An der Uni Klagenfurt ist noch bis 4. Dezember eine Doppelausstellung zum Thema „Dagegen sein“ zu sehen. Sie zeigt politische Aufkleber einst und jetzt sowie eine Fotoausstellung über protestierende Menschen 2013 im Gezi-Park in Istanbul.

Aufkleber sind heute überall. Fußballer in Sammelalben, aber eben auch rechtsradikale Aufkleber im öffentlichen Raum wie „Natürlich deutsch“ der NDP oder linke Aufkleber wie „Refugees welcome!“. Mit „Angezettelt 2.0“ zeigt die Universität Klagenfurt derzeit Aufkleber aus mehr als 100 Jahren und eine Fotoausstellung über die Menschen, die 2013 im Gezi-Park in Istanbul gegen die Regierung protestierten.

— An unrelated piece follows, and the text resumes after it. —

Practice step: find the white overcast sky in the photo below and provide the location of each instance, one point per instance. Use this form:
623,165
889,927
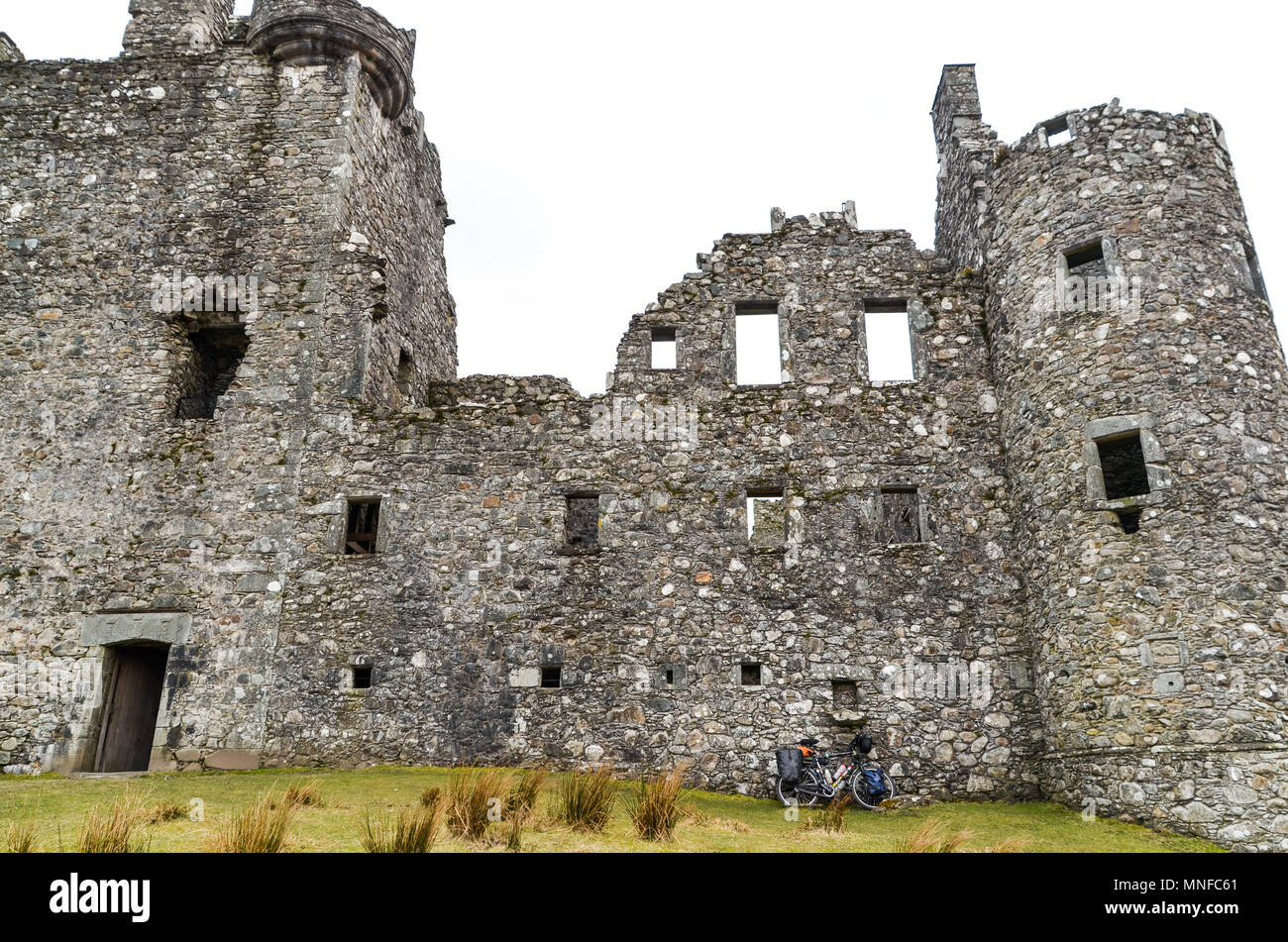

Antisemitische Kleber um 1890

„Die Juden sind unser Unglück!“ Marken mit diesem Zitat des deutschen Historikers und Publizisten Heinrich von Treitschke wurden bereits um 1900 auf Briefe geklebt. Die Verbreitung von antisemitischen Aufklebern begann laut Isabel Enzenbach, der Kuratorin der Ausstellung „Angezettelt 2.0“, ganz im Privaten. Ziel war, wie auch später bei den Aufklebern, die Verfestigung eigener Weltbilder und Überzeugungen und ihre gezielte Verbreitung, so Enzenbach. Es sei verblüffend, dass 1897 in der Berliner-S-Bahn Aufkleber „Kauf nicht bei Juden“ hingen. Ein Museumsmann kratzte das ab und bewahrte es auf.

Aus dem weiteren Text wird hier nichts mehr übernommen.